Sur le plan organisationnel et statutaire tout d'abord, le texte tendrait à la création d'un Parquet européen décentralisé, construit autour d'un office central qui coordonnerait l'action d'un réseau de « parquetiers » nationaux des États membres participants, lesquels seraient investis de prérogatives en matière de conduite des enquêtes, d'engagement des poursuites et de déférement devant des tribunaux.

L'idée ne serait pas de bâtir un « monstre bureaucratique », qui pourrait être perçu comme un concurrent par chacun des systèmes nationaux de poursuites, mais au contraire et de façon pragmatique d'instituer une structure relativement légère, appuyée sur les moyens humains, matériels et financiers des juridictions des États membres, ainsi que sur les ressources administratives existantes et l'expertise de l'OLAF et d'Eurojust, et ce, pour trois motifs : premièrement, tenir compte de la contrainte budgétaire actuelle ; deuxièmement, favoriser l'acceptabilité du projet pour les citoyens de l'Union européenne ; troisièmement, assurer la meilleure efficacité possible de l'action publique.

Se fondant sur le fait qu'aucun Parquet au monde ne fonctionnerait sur un mode collégial, la Commission européenne proposerait de mettre en place une structure hiérarchique avec, à sa tête, un procureur européen unique. Elle estime que cette structure serait la mieux à même de garantir l'indépendance et l'intégrité des magistrats, qui, dans leur fonction de « parquetiers » européens, ne représenteront pas leur pays ou leur administration.

Chaque État membre désignerait parmi ses magistrats du Parquet un « parquetier européen », qui posséderait une double casquette nationale et européenne : sous sa casquette nationale, il continuerait à travailler au profit de son Parquet national ; sous sa casquette européenne, il agirait au titre du Parquet européen quand il aurait à traiter d'une affaire impactant les intérêts financiers de l'Union.

La procédure de nomination et le statut du procureur européen auraient pour objet de garantir son indépendance. Ils devraient s'inspirer de ceux des juges de la Cour de justice de l'Union européenne. Il nous a par ailleurs été indiqué qu'un règlement élaboré en parallèle devrait modifier les règles régissant le fonctionnement d'Eurojust depuis 2009, afin, notamment, de décharger le collège des fonctions administratives.

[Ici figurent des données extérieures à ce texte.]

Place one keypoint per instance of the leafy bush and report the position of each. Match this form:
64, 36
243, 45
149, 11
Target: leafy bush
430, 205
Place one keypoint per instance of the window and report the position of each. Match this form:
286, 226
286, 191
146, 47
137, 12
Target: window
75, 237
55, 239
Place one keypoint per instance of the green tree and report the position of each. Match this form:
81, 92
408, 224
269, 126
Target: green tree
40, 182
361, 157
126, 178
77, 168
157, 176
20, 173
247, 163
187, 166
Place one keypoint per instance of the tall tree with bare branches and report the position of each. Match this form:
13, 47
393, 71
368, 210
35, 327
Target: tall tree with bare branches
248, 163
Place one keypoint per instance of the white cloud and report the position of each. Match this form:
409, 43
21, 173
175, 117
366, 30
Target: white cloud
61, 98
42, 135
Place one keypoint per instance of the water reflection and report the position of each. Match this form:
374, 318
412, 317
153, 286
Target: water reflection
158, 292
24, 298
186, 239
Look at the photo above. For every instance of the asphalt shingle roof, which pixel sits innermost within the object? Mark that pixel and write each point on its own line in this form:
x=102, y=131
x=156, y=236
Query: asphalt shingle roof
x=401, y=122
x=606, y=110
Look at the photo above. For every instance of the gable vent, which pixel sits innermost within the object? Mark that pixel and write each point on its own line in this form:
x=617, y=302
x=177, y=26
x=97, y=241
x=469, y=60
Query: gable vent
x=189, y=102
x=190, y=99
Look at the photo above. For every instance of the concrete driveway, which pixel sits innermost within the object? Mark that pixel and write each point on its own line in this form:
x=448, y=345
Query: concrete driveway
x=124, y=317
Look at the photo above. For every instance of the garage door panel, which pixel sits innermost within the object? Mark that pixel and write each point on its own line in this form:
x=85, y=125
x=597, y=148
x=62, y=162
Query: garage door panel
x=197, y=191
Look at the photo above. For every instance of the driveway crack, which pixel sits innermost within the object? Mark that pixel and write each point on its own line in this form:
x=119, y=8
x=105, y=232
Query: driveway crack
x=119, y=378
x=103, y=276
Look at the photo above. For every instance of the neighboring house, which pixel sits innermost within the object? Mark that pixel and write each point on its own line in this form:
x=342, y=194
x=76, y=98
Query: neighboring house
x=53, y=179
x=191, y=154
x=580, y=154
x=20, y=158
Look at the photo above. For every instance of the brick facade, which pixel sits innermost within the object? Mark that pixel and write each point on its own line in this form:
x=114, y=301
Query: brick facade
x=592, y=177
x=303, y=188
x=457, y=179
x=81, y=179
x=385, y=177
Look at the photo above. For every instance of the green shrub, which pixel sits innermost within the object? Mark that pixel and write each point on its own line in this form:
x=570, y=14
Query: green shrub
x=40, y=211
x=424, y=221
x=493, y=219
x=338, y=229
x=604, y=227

La structure hiérarchique proposée semble à première vue s'éloigner de la structure collégiale qu'avait appelée de ses voeux la résolution adoptée par notre Assemblée en août 2011, et qui aurait reposé sur Eurojust. Pour autant, elle n'est pas incompatible avec notre vision et me semble devoir être acceptée au nom du pragmatisme.

Sur le plan de la compétence matérielle, l'idée de la Commission européenne serait, dans un premier temps, de ne confier à ce Parquet européen que les questions relatives à la protection des intérêts financiers de l'Union. Par la suite, l'idée défendue par la délégation que nous avons reçue est que, une fois l'autorité du Parquet européen assise, son efficacité reconnue et sa valeur ajoutée démontrée, il deviendrait politiquement envisageable – voire aisé – d'élargir son champ de compétence à la lutte contre la grande criminalité transfrontalière, comme le permet le TFUE. La proposition de la Commission constituerait ainsi une première étape vers la réalisation de ce que nous souhaitons.

Si cette option peut apparaître quelque peu en retrait par rapport aux orientations de notre rapport d'information de juin 2011 et à la résolution d'août 2011, force est de reconnaître qu'elle obéit au réalisme et qu'elle est sans doute la meilleure voie pour aboutir rapidement à la création d'un Parquet européen opérationnel.

En conclusion, il me semble que nous ne pouvons que nous réjouir de la perspective de la création du Parquet européen à un horizon relativement proche, l'essentiel étant de parvenir à dépasser les notions de souveraineté nationale et de coopération internationale dans le domaine pénal, et ainsi éviter les conflits entre juridictions des États membres, quand ce n'est pas leur inaction.